There is a reason why a standard is adopted, or not. JPG prevailed because the industry converged on a single 8-bit format, with variable compression, and more than enough for the sensors, screens and most printing systems. JPEG2000 suffered from excessive customization possibilities, 1 to 39 bits per channel, different color encodings, and to the best of my knowledge camera manufacturers never got together to standardize to a specific set of specifications such that any application can read all JPG2000 files from any origin, the way they can with JPG.
Some (me) use RAW as an insurance policy, allowing for exposure correction, color balance, shadows or brights assimilation, etc, but from there we produce jpgs to print of share with others, and now that 10-bit monitors and other facilities are there is makes sense to look for something new.
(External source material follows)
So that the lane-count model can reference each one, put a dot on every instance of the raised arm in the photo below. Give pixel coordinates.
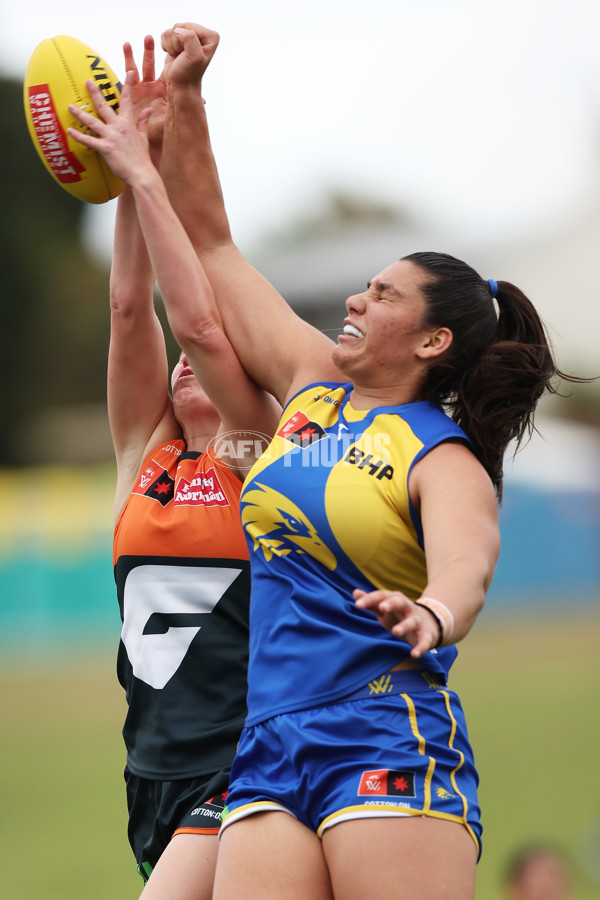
(139, 405)
(189, 301)
(279, 349)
Apple does not create standards if there is a competent one out there, they went along with MP3 until it was no longer satisfactory, now you will find most A/D D/A converters supporting Apple Lossless Audio Codec, which is license- and royalty-free under the Apache 2.0 licensing scheme. For photography Apple adopted HEIF, a format defined by
Moving Picture Experts Group (MPEG) (ISO/IEC 23008-12), and made it popular by integrating it with the iPhone, iOS and MacOS. So it is not really an Apple standard so much as a standard that was dormant until a very influential company adopted it. Canon are smart to follow that trend.
I am interested in HEIF, even if I do not have (yet) a 10 bit monitor, because I would be able to take images from the camera with the possibility to correct + - 1 EV the luminosity, so I may not need to swamp my disk drives with RAW files quite so much.